Squiggly Roads To The Sounds

Mahau Sound

So there we were, loaded up and heading for The Sounds. The Sounds is a lovely big place. I saw somewhere where the coastline of The Sounds is 1400 kms. That’d be a lot of exploring. We’d wanted somewhere not too far from Blenheim, not least because we were well into the afternoon by the time we got away. We’d previously been to Whatamango (past Picton) and Aussie Bay and Anakiwa (all on Queen Charlotte Sound) and Elaine Bay on Pelorous Sound. We were keen for a bit of exploring so decided to head to Portage on Kenepuru Sound. The road is sealed all the way and there is a DoC camp there at Cowshed Bay where we could stay.

Mahau Sound

Mahau Sound from Queen Charlotte Drive

Mahau Sound

Mahau Sound and a nice welcoming sign

How is it that some of the loveliest places have the most ordinary names? Maybe it is a disguise. We once ended up camping at Mutton Cove on the northern Abel Tasman track – north of Totaranui. It was an idyllic beach location but what an awful name.  Cowshed Bay has no cows, nor any sheds of any sort. Only bush and birds and a camp beside the Sound, just around the corner from Portage. Cowshed Bay seems a silly name for another idyllic place.

Angled safety rail

Ross and an angled safety rail that narrows the road in an interesting way

We couldn’t decide whether it was quicker to get to Kenepuru Sound via Picton or Havelock. Access to the Sound is vis Linkwater which sits between Queen Charlotte Sound and Mahakipawa Sound which joins up with Kenepuru Sound which joins up with Pelorous Sound. Both ways to Linkwater have squiggly roads. Most roads in the sounds are squiggly – i.e. are continuous corners. We went via Havelock in the end and were soon onto the twisty bits. From Linkwater we turned off Queen Charlotte Drive and took the road to the north. We were soon over the hill and dropping down to Mahau Sound. It was here that we stopped for a few minutes and discovered a parking area with a sign that said that motorhomes were allowed – with conditions. These signs are a welcome relief from all the “No Motorhomes” ones. Western Bay of Plenty has a similar approach. It is called zoning. Zoning is not a new planning concert but is one that a lot of Councils need to consider with regard to motorhomes and freedom camping.

Cowshed Bay sign

Nothing explained why it got called Cowshed Bay - I guess there once was a cowshed there. Lucky it wasn't the chook run or it'd be called Chookrun Bay?

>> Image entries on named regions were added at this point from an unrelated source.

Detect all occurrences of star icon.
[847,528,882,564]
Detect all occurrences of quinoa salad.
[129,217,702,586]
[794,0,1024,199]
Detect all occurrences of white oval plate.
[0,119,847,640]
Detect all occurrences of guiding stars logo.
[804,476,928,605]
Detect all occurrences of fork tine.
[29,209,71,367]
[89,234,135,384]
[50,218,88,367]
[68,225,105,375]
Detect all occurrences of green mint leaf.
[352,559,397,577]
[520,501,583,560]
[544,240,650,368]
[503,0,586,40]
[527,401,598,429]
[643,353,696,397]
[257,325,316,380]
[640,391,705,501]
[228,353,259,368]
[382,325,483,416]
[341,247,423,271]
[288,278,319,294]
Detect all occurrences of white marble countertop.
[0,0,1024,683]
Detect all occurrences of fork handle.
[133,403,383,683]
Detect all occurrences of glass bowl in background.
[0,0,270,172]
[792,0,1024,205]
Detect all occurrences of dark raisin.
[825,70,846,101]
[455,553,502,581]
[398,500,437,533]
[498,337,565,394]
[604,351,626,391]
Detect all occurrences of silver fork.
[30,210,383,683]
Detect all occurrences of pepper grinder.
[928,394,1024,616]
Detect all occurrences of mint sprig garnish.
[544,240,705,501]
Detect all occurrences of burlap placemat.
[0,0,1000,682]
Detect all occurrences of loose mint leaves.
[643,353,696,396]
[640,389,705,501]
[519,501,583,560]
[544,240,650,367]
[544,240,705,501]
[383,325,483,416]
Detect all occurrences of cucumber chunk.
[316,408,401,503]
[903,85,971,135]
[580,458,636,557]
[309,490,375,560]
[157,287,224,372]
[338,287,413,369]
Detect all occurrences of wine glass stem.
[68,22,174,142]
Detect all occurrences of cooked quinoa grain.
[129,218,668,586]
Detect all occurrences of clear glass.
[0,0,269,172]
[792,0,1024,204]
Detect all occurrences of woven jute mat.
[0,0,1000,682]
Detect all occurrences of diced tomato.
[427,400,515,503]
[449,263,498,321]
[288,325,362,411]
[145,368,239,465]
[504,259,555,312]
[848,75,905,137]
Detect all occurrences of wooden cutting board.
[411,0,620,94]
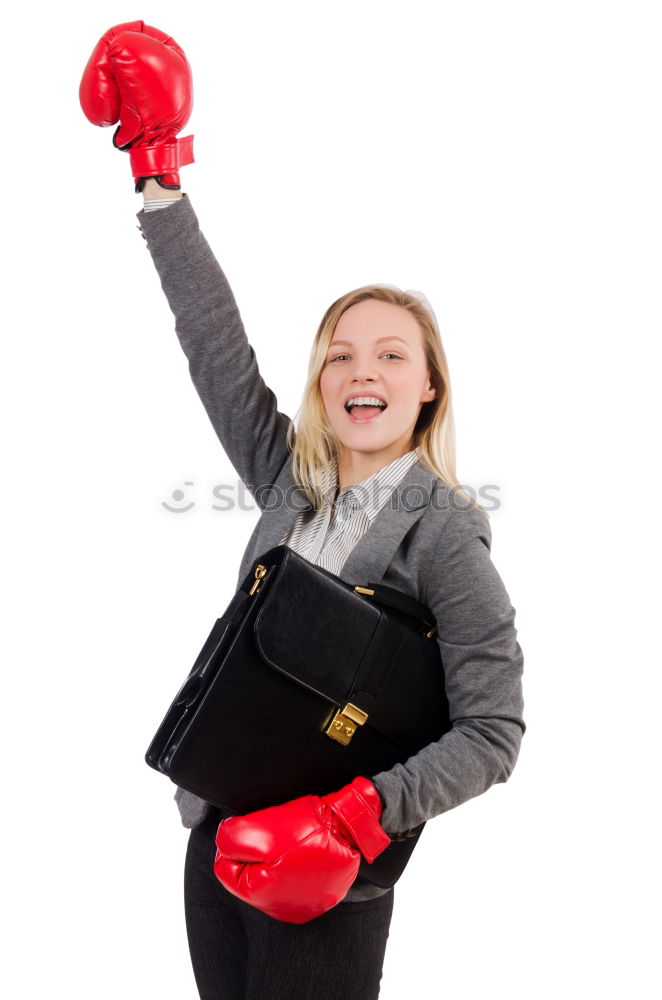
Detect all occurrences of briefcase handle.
[354,583,437,639]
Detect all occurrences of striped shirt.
[280,448,420,575]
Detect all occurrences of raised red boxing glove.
[79,21,194,192]
[214,777,391,924]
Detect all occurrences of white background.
[1,0,661,1000]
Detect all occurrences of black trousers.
[184,809,394,1000]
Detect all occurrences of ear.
[421,378,437,403]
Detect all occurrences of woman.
[81,22,525,1000]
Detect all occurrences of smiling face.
[320,299,435,468]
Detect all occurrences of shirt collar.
[321,448,421,521]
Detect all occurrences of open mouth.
[345,402,387,424]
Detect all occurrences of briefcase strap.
[354,583,437,639]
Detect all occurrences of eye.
[329,351,402,363]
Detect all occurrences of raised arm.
[137,191,291,507]
[373,508,526,834]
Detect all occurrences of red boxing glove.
[214,777,391,924]
[79,21,194,192]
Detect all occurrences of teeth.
[345,396,386,411]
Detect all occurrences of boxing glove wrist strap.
[323,777,391,864]
[129,135,194,178]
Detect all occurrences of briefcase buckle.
[324,701,368,747]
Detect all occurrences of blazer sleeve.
[137,195,291,509]
[372,507,526,836]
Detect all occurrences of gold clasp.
[248,563,267,597]
[324,701,368,747]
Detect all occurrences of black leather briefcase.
[145,545,451,887]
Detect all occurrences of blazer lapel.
[253,461,437,585]
[339,461,437,585]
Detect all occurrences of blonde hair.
[287,285,489,517]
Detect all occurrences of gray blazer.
[137,195,525,876]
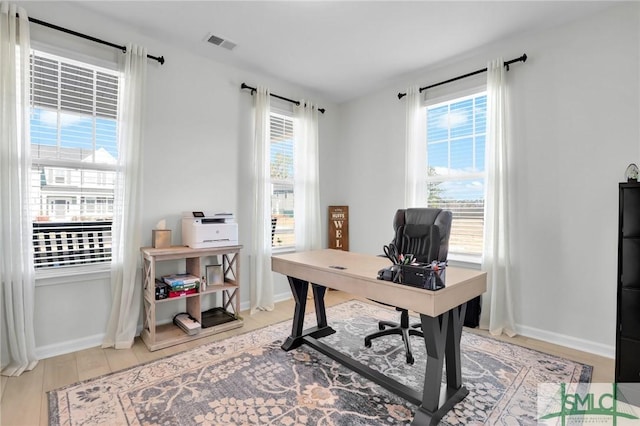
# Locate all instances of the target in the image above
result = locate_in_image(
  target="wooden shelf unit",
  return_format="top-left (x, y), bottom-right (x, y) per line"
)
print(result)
top-left (140, 246), bottom-right (243, 351)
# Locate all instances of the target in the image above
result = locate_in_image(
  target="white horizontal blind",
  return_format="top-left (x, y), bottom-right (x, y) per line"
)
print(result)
top-left (270, 111), bottom-right (295, 247)
top-left (426, 92), bottom-right (487, 255)
top-left (31, 51), bottom-right (119, 268)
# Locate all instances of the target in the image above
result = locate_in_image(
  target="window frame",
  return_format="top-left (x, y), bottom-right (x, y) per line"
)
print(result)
top-left (30, 47), bottom-right (122, 285)
top-left (421, 83), bottom-right (488, 262)
top-left (268, 103), bottom-right (297, 253)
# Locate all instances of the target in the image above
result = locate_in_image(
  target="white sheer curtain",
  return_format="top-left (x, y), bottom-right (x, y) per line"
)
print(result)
top-left (480, 58), bottom-right (515, 336)
top-left (293, 100), bottom-right (322, 251)
top-left (251, 86), bottom-right (273, 314)
top-left (102, 44), bottom-right (147, 349)
top-left (404, 87), bottom-right (427, 208)
top-left (0, 2), bottom-right (38, 376)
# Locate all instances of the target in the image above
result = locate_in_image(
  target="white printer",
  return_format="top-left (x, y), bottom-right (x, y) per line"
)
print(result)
top-left (182, 212), bottom-right (238, 248)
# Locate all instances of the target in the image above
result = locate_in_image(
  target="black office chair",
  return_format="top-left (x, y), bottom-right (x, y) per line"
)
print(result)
top-left (364, 208), bottom-right (452, 364)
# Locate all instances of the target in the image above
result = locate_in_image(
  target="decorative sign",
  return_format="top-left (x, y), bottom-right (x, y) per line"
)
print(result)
top-left (329, 206), bottom-right (349, 251)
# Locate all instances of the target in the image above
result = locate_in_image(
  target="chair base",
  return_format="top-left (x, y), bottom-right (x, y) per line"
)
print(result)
top-left (364, 308), bottom-right (424, 364)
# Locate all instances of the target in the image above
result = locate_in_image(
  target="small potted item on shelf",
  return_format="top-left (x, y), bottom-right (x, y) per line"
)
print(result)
top-left (162, 274), bottom-right (200, 298)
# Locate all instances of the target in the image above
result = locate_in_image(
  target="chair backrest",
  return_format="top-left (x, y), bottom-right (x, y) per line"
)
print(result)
top-left (393, 208), bottom-right (452, 262)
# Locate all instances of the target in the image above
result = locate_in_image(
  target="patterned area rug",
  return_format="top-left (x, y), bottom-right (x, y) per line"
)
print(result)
top-left (49, 301), bottom-right (592, 426)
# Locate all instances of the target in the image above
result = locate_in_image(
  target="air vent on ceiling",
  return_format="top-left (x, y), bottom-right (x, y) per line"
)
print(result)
top-left (206, 33), bottom-right (236, 50)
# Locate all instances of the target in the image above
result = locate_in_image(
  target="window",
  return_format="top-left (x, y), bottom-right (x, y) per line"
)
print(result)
top-left (30, 51), bottom-right (119, 269)
top-left (270, 111), bottom-right (295, 248)
top-left (426, 92), bottom-right (487, 256)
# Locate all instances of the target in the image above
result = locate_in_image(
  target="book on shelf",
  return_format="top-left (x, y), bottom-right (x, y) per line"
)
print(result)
top-left (169, 288), bottom-right (198, 299)
top-left (162, 274), bottom-right (200, 287)
top-left (156, 278), bottom-right (200, 291)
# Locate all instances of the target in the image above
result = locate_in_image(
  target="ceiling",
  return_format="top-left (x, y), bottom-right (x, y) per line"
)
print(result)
top-left (69, 1), bottom-right (613, 103)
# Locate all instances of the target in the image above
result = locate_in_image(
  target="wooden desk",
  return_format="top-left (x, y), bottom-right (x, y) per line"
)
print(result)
top-left (271, 249), bottom-right (487, 425)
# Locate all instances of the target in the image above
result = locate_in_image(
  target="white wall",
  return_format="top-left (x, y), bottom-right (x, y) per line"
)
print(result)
top-left (332, 3), bottom-right (640, 356)
top-left (2, 2), bottom-right (337, 365)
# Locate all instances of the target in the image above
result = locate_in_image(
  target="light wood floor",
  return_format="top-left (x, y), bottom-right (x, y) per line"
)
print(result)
top-left (0, 291), bottom-right (614, 426)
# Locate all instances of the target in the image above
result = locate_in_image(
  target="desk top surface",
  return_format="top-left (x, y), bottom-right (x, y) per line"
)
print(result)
top-left (271, 249), bottom-right (487, 316)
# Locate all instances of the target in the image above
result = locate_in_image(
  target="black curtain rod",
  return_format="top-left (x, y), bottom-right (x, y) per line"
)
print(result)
top-left (23, 17), bottom-right (164, 65)
top-left (240, 83), bottom-right (325, 114)
top-left (398, 53), bottom-right (527, 99)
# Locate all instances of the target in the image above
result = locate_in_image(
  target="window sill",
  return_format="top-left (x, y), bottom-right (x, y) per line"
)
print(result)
top-left (448, 253), bottom-right (482, 269)
top-left (271, 246), bottom-right (296, 254)
top-left (35, 264), bottom-right (111, 287)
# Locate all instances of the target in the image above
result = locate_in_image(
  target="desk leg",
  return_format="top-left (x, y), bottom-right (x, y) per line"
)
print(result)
top-left (311, 284), bottom-right (327, 327)
top-left (412, 304), bottom-right (469, 425)
top-left (281, 277), bottom-right (336, 351)
top-left (445, 303), bottom-right (467, 394)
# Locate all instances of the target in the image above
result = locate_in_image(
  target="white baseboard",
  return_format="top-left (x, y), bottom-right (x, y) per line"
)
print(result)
top-left (36, 334), bottom-right (105, 359)
top-left (240, 291), bottom-right (291, 311)
top-left (516, 325), bottom-right (616, 359)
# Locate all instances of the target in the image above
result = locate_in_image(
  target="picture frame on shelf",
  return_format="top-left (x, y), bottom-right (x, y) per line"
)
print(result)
top-left (205, 264), bottom-right (224, 286)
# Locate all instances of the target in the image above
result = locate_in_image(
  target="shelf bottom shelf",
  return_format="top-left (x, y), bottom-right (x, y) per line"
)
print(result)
top-left (140, 319), bottom-right (244, 352)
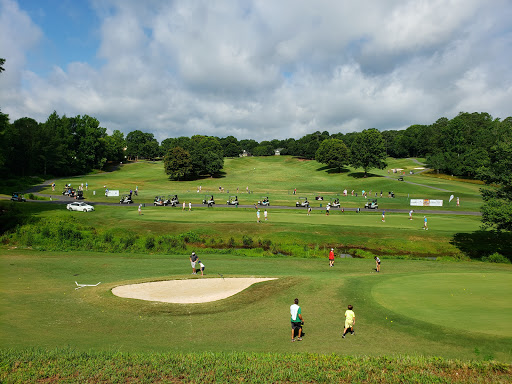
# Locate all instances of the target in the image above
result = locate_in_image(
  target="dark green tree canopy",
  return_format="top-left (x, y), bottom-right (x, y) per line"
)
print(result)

From that point on the road was just a continuous series of corners. It must have been a nightmare to build and would be a nightmare to maintain. It is mostly wide enough but there are lots of blind hairpin bends where you’re happy to not encounter something big coming the other way. Plus they have a strange practice of building angled guard rails on the inside corners. These end up with the angled part projecting right to the edge of the tar seal at the apex. It is disconcerting in a long wheelbase truck because it has the effect of dramatically narrowing the corner. It requires driving further through the corner before turning to avoid clipping the rail. I sort of got used to it but quick glimpses in the mirror looked like we were missing some by only a foot or so.

Suzi at Cowshed Bay

Suzi at Cowshed Bay camp

It is a dramatic drive – all the way. A small saddle leads from Mahau Sound over to Broughton Bay on Kenepuru Sound and from there the road squiggles east through Te Mahia to Portage and beyond – far beyond. The road goes through the DoC camp at Cowshed Bay and we pulled off there. We found a level park only a few metres from the water’s edge and were soon sorted out and settled down. At last we could relax and relax we did. It was going to be a great way to unwind after a busy couple of weeks.